6. Cotard Delusion. This rare mental illness results in the affected person to have a delusional belief that they are already dead, do not exist, are decaying, or have lost their blood or organs.  

This symptom of mental illness was found to exist in 69% of the cases of Cotard’s syndrome. However, 55% of the patients studied in the hundred-patient cohort presented delusions of immortality.

 This syndrome results in the afflicted being unable to make sense of external reality, which prompts them to have a distorted view of the external world.

skeleton mirrorDeviant Art / Shadowangel1993

The delusion of negation is usually found in psychosis with sufferers who are also affected by schizophrenia.
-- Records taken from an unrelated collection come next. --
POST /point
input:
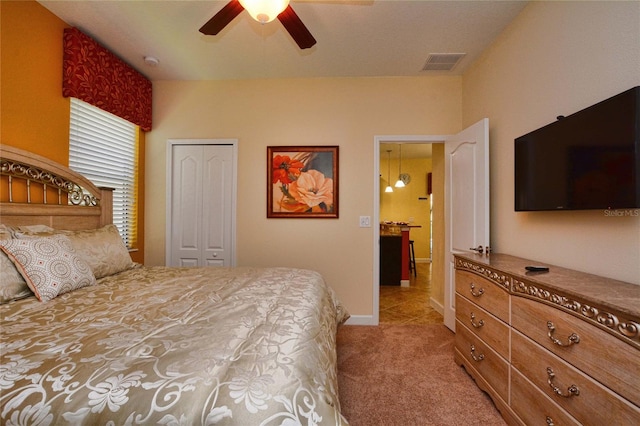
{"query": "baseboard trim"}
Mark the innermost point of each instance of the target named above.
(360, 320)
(437, 306)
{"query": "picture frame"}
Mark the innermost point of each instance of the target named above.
(302, 182)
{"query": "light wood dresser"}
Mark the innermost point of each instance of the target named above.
(551, 348)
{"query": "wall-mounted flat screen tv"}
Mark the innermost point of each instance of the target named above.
(587, 160)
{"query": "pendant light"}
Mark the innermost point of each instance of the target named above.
(388, 188)
(400, 182)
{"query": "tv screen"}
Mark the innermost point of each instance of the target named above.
(587, 160)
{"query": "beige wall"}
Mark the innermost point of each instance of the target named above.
(555, 59)
(345, 112)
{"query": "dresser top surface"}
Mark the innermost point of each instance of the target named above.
(613, 294)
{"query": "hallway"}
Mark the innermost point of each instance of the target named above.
(409, 305)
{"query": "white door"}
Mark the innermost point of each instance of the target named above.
(467, 202)
(201, 204)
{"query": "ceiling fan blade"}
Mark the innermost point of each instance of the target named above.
(293, 24)
(222, 18)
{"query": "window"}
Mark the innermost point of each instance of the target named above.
(104, 149)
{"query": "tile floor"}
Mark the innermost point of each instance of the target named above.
(409, 305)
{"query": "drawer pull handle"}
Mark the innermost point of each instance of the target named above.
(571, 390)
(476, 324)
(475, 357)
(573, 337)
(478, 293)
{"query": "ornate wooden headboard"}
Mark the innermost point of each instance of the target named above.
(36, 190)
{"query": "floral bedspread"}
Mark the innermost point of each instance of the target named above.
(175, 346)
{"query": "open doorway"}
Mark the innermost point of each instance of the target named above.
(419, 203)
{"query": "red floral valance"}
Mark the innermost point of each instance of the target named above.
(95, 75)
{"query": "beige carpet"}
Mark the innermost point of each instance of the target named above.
(405, 375)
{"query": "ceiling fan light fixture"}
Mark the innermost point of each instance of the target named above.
(264, 11)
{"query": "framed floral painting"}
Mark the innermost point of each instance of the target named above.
(302, 181)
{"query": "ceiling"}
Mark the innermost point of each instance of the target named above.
(355, 38)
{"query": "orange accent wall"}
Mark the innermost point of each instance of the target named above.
(33, 113)
(35, 116)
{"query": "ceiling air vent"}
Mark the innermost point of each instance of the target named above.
(442, 61)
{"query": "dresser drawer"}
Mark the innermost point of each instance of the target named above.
(591, 404)
(484, 293)
(534, 407)
(619, 372)
(493, 368)
(490, 329)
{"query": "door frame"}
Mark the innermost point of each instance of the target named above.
(234, 188)
(377, 140)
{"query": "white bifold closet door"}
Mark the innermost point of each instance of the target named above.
(201, 205)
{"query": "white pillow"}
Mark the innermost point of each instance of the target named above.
(50, 266)
(103, 249)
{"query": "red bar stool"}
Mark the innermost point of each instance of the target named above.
(412, 259)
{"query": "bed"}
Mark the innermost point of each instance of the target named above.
(89, 337)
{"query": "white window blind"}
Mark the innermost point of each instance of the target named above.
(103, 148)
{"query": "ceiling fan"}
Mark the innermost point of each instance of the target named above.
(289, 19)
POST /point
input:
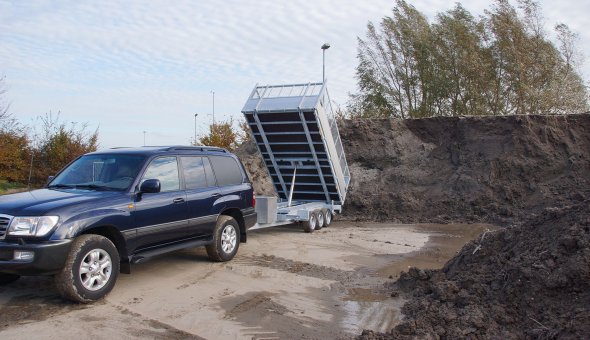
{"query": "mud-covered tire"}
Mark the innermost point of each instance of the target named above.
(8, 278)
(320, 217)
(327, 217)
(90, 271)
(226, 240)
(310, 225)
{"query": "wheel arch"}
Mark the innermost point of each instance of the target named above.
(237, 215)
(115, 236)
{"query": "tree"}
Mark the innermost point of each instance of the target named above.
(221, 135)
(59, 144)
(500, 63)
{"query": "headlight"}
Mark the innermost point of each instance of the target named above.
(32, 226)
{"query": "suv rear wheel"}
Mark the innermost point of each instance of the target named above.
(91, 269)
(226, 239)
(8, 278)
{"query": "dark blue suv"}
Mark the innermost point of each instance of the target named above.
(109, 209)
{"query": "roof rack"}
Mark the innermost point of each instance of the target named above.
(200, 148)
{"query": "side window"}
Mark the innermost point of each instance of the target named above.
(194, 172)
(166, 170)
(227, 170)
(209, 172)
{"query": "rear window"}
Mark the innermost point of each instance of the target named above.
(194, 172)
(227, 171)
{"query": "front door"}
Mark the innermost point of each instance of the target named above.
(161, 217)
(202, 194)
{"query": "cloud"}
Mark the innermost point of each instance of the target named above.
(137, 65)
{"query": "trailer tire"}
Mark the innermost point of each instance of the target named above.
(327, 217)
(320, 217)
(310, 225)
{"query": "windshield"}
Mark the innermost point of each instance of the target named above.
(100, 172)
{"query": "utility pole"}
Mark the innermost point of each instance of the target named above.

5. Fregoli Delusion. This rare disorder makes sufferers idealize the notion that many people that they encounter are actually the same person in disguise.

The syndrome is believed to be related to a brain lesion and is often of a paranoid nature. Psychiatrists associate the delusion to a breakdown in normal face perception.

 Not only does this affect the sufferer’s perception of identification, it also affects their memory, which can result in recollection of places and events being mentally replaced.

The Fregoli delusion is classed as both a monothematic delusion, a state that concerns one particular topic, as well as a delusional misidentification syndrome, which involves misidentifying people, places, or objects.

4. CapGras Delusion. This disorder prompts the afflicted to believe that someone close to them, either a friend, spouse, parent, or close family member has been replaced by a seemingly identical impostor.

Similar to the Fregoli delusion, Capgras delusion is classified as a delusional misidentification syndrome and it can occur in acute, transient, or chronic forms.

 Despite how much a loved one may plead to the sufferer, the afflicted will remain convinced that that person is an impostor.

This most common cases of this delusion are with patients who have been diagnosed with paranoid schizophrenia, but it has also occurred in patients suffering from brain injury and dementia.

3. Stockholm Syndrome. This psychological condition can occur when a hostage begins to develop sympathetic feelings towards their captors.

Those experiencing Stockholm syndrome can begin to share their captor’s opinions or start to feel romantic feelings towards them, a bond which can happen due the amount of time spent together.

 2. Diogenes Syndrome. This disorder is characterized by extreme self-neglect and can result in sufferers hoarding rubbish or animals with a lack of shame.

The elderly are most susceptible to Diogenes syndrome and those afflicted generally feel alone and withdrawal themselves from society, filling the void with whatever they can find.

1. Apotemnophilia. This neurological disorder is characterized by the intense urge to amputate a specific limb, but can also make sufferers feel the need to become paralyzed, blind or deaf.

More recently, the psychological disorder has become recognized as body integrity identity disorder (BIID). Sufferers can be completely sane and rational, but have a strong desire to sever a healthy limb.

 People afflicted by this mental illness will sometimes seek surgeons to perform their desired amputation or will deliberately injure the specific limb with the intent that forced emergency medical amputation will be necessary.

Some neuroscientists have idealized the notion that this neurological disorder is caused by an incomplete body image map in the right parietal lobe.